3) Specimens older than 40 years, however, showed more vertebral rim osteophytosis compared with facet osteophytosis at all levels except L4-L5 and L5-S1.
This study suggested:
Facet osteophytosis appears early in the degenerative process, preceding vertebral rim osteophytosis of degenerating intervertebral discs. However, once facets begin deteriorating with age, vertebral rim osteophytosis overtakes continued facet osteophytosis.
These data challenge the belief that facet osteophytosis follows vertebral rim osteophytosis; rather, it appears vertebral rim osteophytosis progresses more rapidly in later years, but facet osteophotosis occurs early, predominating in younger individuals.

Morphologic changes in the VMO in patients with osteoarthritis of the knee.

Specimens of vastus medialis muscle from 78 patients with end-stage OA of the knee undergoing total joint arthroplasty were examined histopathologically in one study by Kink B et al in 2007.
1) The study revealed all muscle specimens exhibited atrophy of type 2 fibers. In 32% of the patients, atrophy of type 1 fibers was also noted. Selective atrophy of type 2 fibers might reflect pain-related immobilization of a limb. 68% of the specimens was interpreted as possibly resulting from pain-associated disuse.

2) Changes such as neurogenic muscular atrophy, muscle fiber degeneration, and regeneration might contribute as cofactors in the development or progression of OA.

3) Soft tissue changes indicating long-term disease, such as calcification, fibrosis, and lipomatosis, were frequently observed (in 69%, 71%, and 94% of the patients, respectively).

4) This study also revealed a significant association between degenerative muscle changes and the presence of a varus deviation of the leg axis.


Gout may mimic conditions as diverse as:
1) Joint and soft tissue infections,
2) Skin malignancies,
3) Nerve compression syndromes and
4) Soft tissue tumors.
Upper limb involvement is unusual in gout. But cases of gout in the hand and wrist masquerading as a soft tissue tumor, nodular extensor tenosynovitis, septic arthritis of the wrist and acute and chronic median nerve compression are also reported.


Working with trigger points associated with whiplash-associated disorders, fibromyalgia, nontraumatic chronic cervical syndrome, and endogenous depression Ettlin T et al (2008) found:
Patients with whiplash showed a distinct pattern of trigger point distribution that differed significantly from other patient groups and healthy subjects. The semispinalis capitis muscle was more frequently affected by trigger points in patients with whiplash.
They examined for trigger points of the semispinalis capitis, trapezius pars descendens, levator scapulae, scalenus medius, sternocleidomastoideus, and masseter muscles bilaterally.

Friday, August 1, 2008

Musculoskeletal disorders associated with obesity

To date, the majority of research has focused on the impact of obesity on bone and joint disorders, such as the risk of fracture and osteoarthritis. However, emerging evidence indicates that obesity may also have a profound effect on soft-tissue structures, such as tendon, fascia and cartilage.

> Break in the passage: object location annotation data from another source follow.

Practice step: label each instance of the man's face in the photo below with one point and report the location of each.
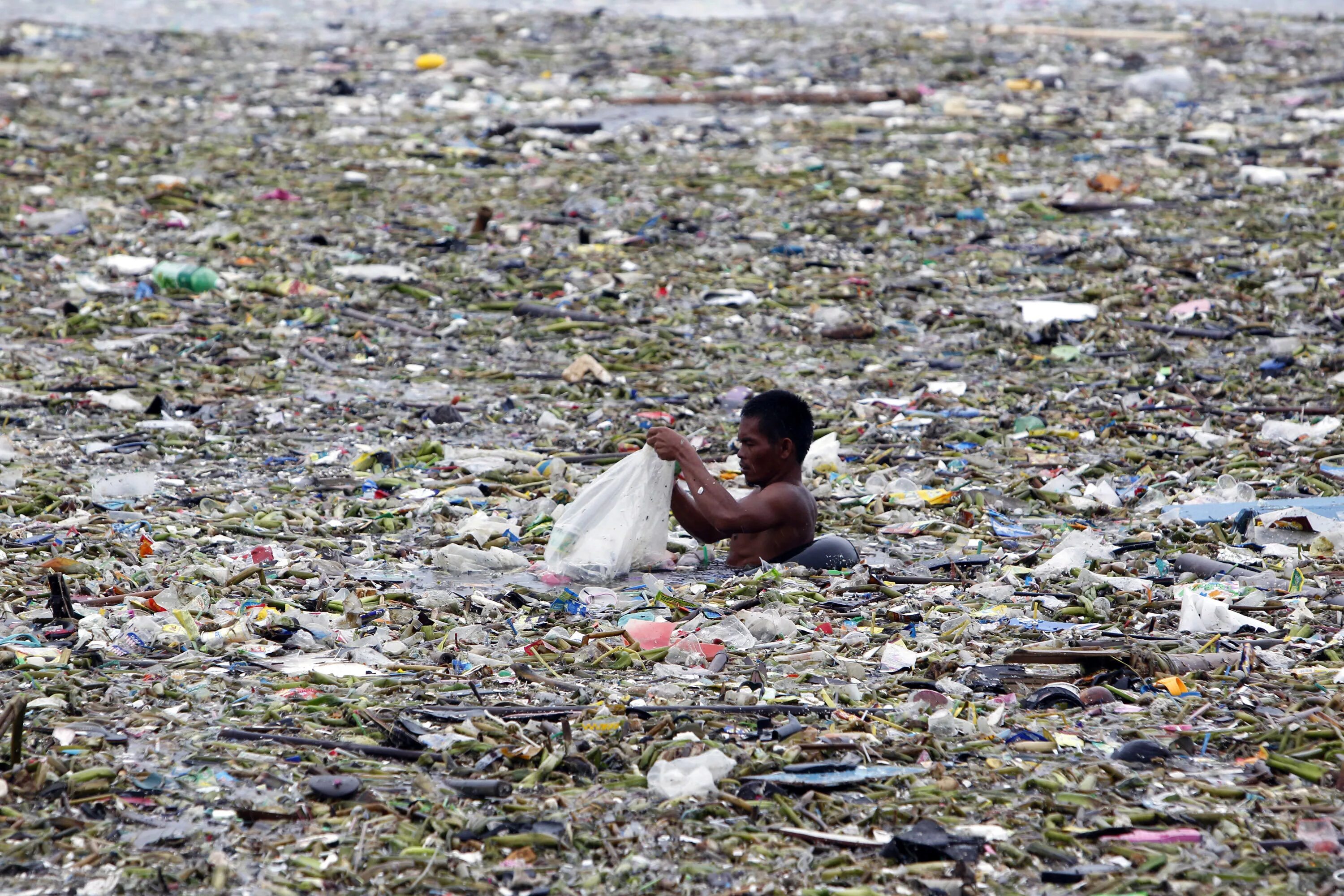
(760, 458)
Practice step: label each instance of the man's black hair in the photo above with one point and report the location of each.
(783, 416)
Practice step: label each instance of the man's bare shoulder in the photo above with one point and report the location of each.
(791, 495)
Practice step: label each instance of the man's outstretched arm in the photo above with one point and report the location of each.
(719, 509)
(689, 515)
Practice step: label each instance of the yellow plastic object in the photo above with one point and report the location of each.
(1175, 687)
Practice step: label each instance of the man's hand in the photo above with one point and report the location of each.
(668, 444)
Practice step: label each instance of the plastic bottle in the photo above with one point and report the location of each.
(193, 279)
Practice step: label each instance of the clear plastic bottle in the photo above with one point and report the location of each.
(185, 276)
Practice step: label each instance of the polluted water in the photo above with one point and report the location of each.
(335, 370)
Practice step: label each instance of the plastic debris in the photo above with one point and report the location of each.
(334, 558)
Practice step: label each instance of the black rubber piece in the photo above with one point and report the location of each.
(827, 552)
(335, 786)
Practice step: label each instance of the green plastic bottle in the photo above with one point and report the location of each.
(194, 279)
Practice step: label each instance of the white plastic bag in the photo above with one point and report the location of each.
(1202, 614)
(619, 521)
(689, 777)
(823, 456)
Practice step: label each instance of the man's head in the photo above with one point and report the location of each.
(773, 437)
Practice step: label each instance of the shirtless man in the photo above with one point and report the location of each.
(775, 520)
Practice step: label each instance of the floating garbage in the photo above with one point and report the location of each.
(338, 555)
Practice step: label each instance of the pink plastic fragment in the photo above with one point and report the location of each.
(1319, 835)
(650, 636)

Although the mechanism remains unclear, following is the possible mechanism:

functional and structural limitations imposed by the additional loading of the locomotor system in obesity have been almost universally accepted to produce abnormal mechanics during locomotor tasks, thereby unduly raising stress within connective-tissue structures and the potential for musculoskeletal injury.